Так вводится в историческое бытие полубезвестный красавец Дмитриев-Мамонов (между прочим, родственник Фонвизина по материнской линии: мать Дениса Ивановича была той же фамилии), и вводят его по накатанной дорожке; всё почти ритуально, от пути в покои императрицы до выражения благодарственных чувств Потемкину, уже пребывающему в роли «почетного фаворита».

Это год 1786-й; двумя годами позже Храповицкий запишет слова императрицы о Мамонове, который пожалован в генерал-адъютанты с чином генерал-поручика: «Он верный друг, имею опыты его скромности. Мой ответ, что новые милости потщится он заслужить новыми заслугами».

Тоже — обыкновенно, привычно, заведено.

Правда, год спустя идиллия шестидесятилетней Хлои и тридцатилетнего Дафниса будет нарушена: «После обеда ссора с графом Александром Матвеевичем. Слезы. Вечер проводили в постели… Сказывал 3. К. Зотов, что паренек считает житье свое тюрьмою, очень скучает, и будто после всякого публичного собрания, где есть дамы, к нему привязываются и ревнуют».

Захару Зотову как не верить? Он камердинер императрицы и нагляделся на «пареньков» — это, конечно, его словцо, его служебный лексикон, его безупречная осведомленность:

«С утра не веселы… Слезы. Зотов сказал мне, что паренька отпускают и он женится на кн. Дарье Федоровне Щербатовой».

А еще через день, 20 июня 1789 года, состоится такой разговор.

Екатерина завершает утренний туалет; верней сказать, горничные завершают его, хлопоча над сложной прической царицы, а она, как и всегда за «волосочесанием», процедурой ох какой некраткой, занимается делом. Порою пишет, даже сочиняет, порою читает или слушает чтение; сейчас отдает распоряжения Храповицкому.

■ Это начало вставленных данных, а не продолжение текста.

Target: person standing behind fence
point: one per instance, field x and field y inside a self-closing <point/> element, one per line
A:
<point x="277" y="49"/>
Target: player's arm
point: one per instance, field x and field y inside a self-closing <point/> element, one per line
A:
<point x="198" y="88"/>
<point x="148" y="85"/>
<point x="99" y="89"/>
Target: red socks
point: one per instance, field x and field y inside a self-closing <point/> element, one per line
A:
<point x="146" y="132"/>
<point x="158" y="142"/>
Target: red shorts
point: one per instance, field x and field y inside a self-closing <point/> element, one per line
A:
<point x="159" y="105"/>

На ней белый пудромант, накидка, охраняющая платье от въедливой французской пудры, и из туалетного зеркала в золотой раме на нее испытующе глядит дама — она удовлетворенно отмечает это — приятная, в меру полная, умеющая, как никто, обворожать величавостью и одновременно простотою обращения… но, увы, уже не умеющая скрывать своего возраста. Что делать, об эту пору Екатерине, как сказано, шестьдесят, а в восемнадцатом веке еще и представить себе не могут не только косметические чудеса, которые двумя столетиями позже станут превращать безнадежных старух в юных прелестниц, но даже искусство рядового нынешнего дантиста.

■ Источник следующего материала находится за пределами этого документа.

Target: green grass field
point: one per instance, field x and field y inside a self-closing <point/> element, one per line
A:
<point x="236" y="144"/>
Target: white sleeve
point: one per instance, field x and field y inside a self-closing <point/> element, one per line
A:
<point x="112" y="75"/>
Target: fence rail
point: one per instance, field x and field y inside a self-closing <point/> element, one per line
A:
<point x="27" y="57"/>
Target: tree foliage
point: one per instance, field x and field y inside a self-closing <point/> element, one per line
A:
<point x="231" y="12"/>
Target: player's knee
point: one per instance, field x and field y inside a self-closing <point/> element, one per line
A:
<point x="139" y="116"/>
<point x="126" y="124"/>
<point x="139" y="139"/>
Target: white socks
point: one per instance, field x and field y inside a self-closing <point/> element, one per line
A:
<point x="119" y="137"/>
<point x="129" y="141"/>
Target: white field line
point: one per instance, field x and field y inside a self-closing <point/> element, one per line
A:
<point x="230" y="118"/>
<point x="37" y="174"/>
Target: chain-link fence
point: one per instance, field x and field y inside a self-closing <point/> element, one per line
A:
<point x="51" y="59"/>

Лев Николаевич Толстой попробует увидеть внешность немолодой Екатерины как бы глазами Александра Павловича и даже ему, любимому внуку императрицы, сообщит не то что нелюбовь к бабке, но — физическое омерзение. Расскажет о мутных, усталых, почти мертвых глазах, о склизких пальцах с неестественно обнаженными ногтями, больше того, о дурном запахе, пробивающемся сквозь стойкий аромат духов, и все это — сердитый толстовский домысел, кроме одного. «Улыбающийся беззубый рот», — скажет Толстой. Да, Екатерина беззуба, и сама улыбка, которой она привыкла смолоду чаровать людей, сейчас даже подчеркивает этот изъян. Она стара.